All eligible to always vote for the candidate that appears to be most conservative. The problem is the shortage of Conservatives.
On active duty at the time and privy to information that the first MAAG skeleton force was sent there about 1956.
My CIC was president at the time and FDR had nothing to do with the assignments as he was, fortunately, already dead.
The place was called French Indochina at the time and the forces they (OSS) were advising were being led against the Japanese (and the French) by a former immigrant New York kitchen helper named Ho Chi Minh.
Frankly, it was the people who were the children of the 1800s-1910 who always seemed to have their heads screwed on right, moreso than any that followed.
The nation and its culture, its populace, its government, is now almost entirely demented. Ready for the straight-jacket. When we’ve sunk to the point of faggot-marriages and transexual bathrooms, it’s a clear indication it’s over.
“FDR sent the first advisors to Vietnam.”
You mean French-Indo China.
It all depends on how they were raised..............
They elected the author of "The Great Society."
IMHO, the Greatest Generation came home from the war, took their GI Bill and went to college, got a good education, took a job making a good living, married a good woman who stayed home to raise their children, gave their children everything they never had in the hopes it would make them better people when they grew up, but it didn't. It only caused them to think they were owed everything and didn't have to earn anything; they were special.
The notion that there is any generation that got it all substantially right, and some other generation messed everything up, is pretty childish.
Whatever “generations” we are talking about, the American People have been what used to be called “mugs” or “chumps” for many generations.
They accepted the Federal Reserve, going off the Gold Standard (1933 and 1971), and fiat money.

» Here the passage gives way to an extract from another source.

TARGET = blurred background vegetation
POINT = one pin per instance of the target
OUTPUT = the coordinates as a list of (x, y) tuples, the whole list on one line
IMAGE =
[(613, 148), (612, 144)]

They should have rioted in the streets.
They accepted the income tax, because it was going to be just for “the rich.”
They accepted Soshcurity, because it was going to pay them more than they paid in.
They accepted JFK’s theft of the 1960 election.
They accepted LBJ’s murder of JFK.
They accepted the “legalization” of abortion. After all, I’ve already been born.
And all those things happened on the watch of the “the Greatest Generation” and their parents.
Agreed.
And by the time us Baby Boomers started having kids of our own - we all were lied to and many believed that the gubmint owed us free food, shelter, and more.
That was my folks
1932 and 1933
Both gone to the Big Sky Event to meet the Creator
My dad grew up rich after about age 10 when my grandaddy got contracts to build military bases in the WWII buildup around 1934-36 and beyond
Big estate...cooks...drivers...gardeners ...great lake house slash hunting camp
Packards Roadmasters and Caddys in the garage
My mom was piney woods Deep South origin..dirt poor....log cabin born with no water or power
First generation to move to city
Her mom was a JC Penny seamstress and daddy a Harts bread truck driver
Her depression memories were stark
My dads got good really quick
Two very different perspectives...which I too share as a child of theirs
There’s still people around older than you :)
My mom was born in 1926 and still going strong.